Slow week here at "Judge a Book" ... here's another cover from "Pop Sensation" to tide you over. Enjoy.


Paperback 161: Amazing Stories (December, 1956)

  • Contains: "A World of His Own" by Robert Silverberg and "Tracking Level" by Harlan Ellison
  • Cover artist: Ed Valigursky

Best things about this cover:

  • In the future, "Deal or No Deal" is a lot more interesting.
  • I'm pretty sure those ladies were not born ladies - it's nice to see that, in the future, transsexual and transgendered people will have steady work as game show hostesses
  • Man, that guy really wants to kill Howie Mandel.
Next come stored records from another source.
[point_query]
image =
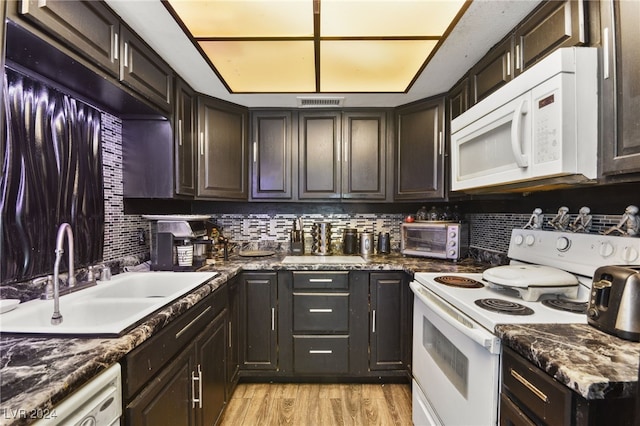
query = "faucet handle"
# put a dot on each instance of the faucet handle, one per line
(105, 273)
(48, 289)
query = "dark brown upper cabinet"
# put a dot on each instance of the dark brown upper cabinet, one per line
(620, 136)
(142, 70)
(88, 27)
(420, 146)
(271, 162)
(222, 150)
(319, 155)
(554, 25)
(364, 156)
(493, 71)
(185, 138)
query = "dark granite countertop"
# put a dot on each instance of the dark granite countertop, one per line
(594, 364)
(36, 373)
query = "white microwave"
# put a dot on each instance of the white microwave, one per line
(540, 128)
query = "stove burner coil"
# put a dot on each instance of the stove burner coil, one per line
(566, 305)
(504, 307)
(456, 281)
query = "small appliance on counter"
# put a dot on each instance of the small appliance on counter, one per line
(321, 234)
(350, 241)
(614, 304)
(178, 243)
(437, 239)
(366, 243)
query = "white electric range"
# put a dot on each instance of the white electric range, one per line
(456, 355)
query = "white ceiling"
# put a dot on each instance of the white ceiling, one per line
(484, 24)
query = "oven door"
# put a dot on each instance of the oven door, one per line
(456, 363)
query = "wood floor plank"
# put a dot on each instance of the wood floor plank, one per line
(314, 404)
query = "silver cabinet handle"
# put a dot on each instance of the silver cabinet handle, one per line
(193, 388)
(116, 46)
(537, 392)
(273, 319)
(605, 53)
(373, 322)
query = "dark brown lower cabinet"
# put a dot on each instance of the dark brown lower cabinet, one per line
(532, 397)
(389, 326)
(179, 376)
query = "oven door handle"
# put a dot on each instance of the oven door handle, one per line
(457, 319)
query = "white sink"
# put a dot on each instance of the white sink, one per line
(109, 308)
(333, 260)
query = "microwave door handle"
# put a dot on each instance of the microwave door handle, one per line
(516, 132)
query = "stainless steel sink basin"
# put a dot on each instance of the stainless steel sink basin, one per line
(333, 260)
(110, 308)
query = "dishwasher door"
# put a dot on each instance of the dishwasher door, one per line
(97, 403)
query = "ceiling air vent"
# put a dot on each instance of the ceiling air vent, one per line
(315, 102)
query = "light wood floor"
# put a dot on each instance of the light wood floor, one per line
(319, 404)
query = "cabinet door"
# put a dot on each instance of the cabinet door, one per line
(144, 71)
(184, 127)
(211, 351)
(419, 170)
(556, 24)
(222, 156)
(259, 310)
(167, 400)
(271, 162)
(620, 87)
(89, 27)
(387, 321)
(364, 155)
(319, 155)
(493, 71)
(233, 344)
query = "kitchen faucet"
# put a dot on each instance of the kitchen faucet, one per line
(63, 230)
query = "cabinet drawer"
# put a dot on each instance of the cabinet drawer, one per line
(321, 280)
(148, 359)
(326, 312)
(321, 354)
(529, 386)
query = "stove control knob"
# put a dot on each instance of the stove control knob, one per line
(629, 254)
(606, 249)
(518, 239)
(530, 240)
(563, 244)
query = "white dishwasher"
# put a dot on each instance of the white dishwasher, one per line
(97, 403)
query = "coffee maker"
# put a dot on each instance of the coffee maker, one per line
(178, 245)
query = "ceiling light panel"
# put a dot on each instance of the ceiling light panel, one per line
(246, 18)
(387, 18)
(264, 66)
(371, 66)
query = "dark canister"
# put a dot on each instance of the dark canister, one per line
(384, 243)
(350, 241)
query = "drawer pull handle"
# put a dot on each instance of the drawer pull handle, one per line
(193, 390)
(186, 327)
(537, 392)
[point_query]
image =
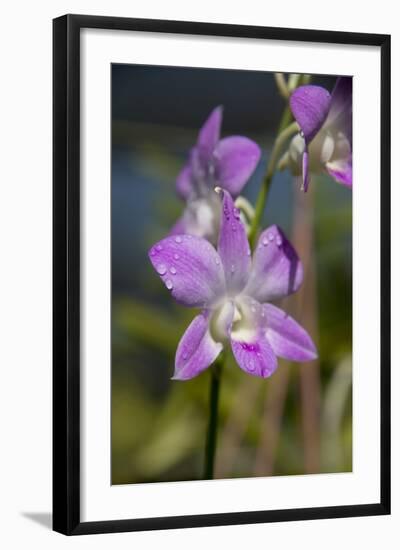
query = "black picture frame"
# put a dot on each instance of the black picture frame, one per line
(66, 273)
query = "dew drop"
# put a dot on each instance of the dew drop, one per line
(168, 284)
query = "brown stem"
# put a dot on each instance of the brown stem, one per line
(272, 421)
(309, 373)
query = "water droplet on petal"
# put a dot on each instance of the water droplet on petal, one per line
(168, 284)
But then who doesn't?
  • This picture does not make it appear as if "Women Were His Pawns." Unless he's forcing them to act out some adolescent fantasy of his - I guess that's possible

Best things about this back cover:

  • I own one of these books!
  • Never before has the word "ANY" looked so exciting
  • If you don't look closely, you can almost miss the flying saucer mountain scape in the background
  • Love the unnecessary quotation marks around "top drawer" - do not love the quotation marks that open with "Handsome ... and then never close. Spine-tingling!
  • Ad copy always hyphenates "science-fiction," while the book covers themselves Never do. Eeeeerie.
  • I love how specific they are about the amount I would normally be paying ... "$8.65, you say ... oh my."

Page 123~

[click image to enlarge]
  • "Would you ... become a peeping tom?" - they really know their audience, I think
  • "The Space Club" appears to be a kind of asexual personals section for the Nerdiest People On Earth.



Lily said...

See Women were his pawns, not drag queens. That must be his problem.

capewood said...

I was a member of the Science Fiction Book Club in the late 1960's. I was suckered in by a similar offer. I was a member for 3-4 years. Many years later, like in the early 1980s, and several addresses later, I received a letter from them asking me to rejoin. It was mailed to my current address. Long memories I guess, but how did they find me?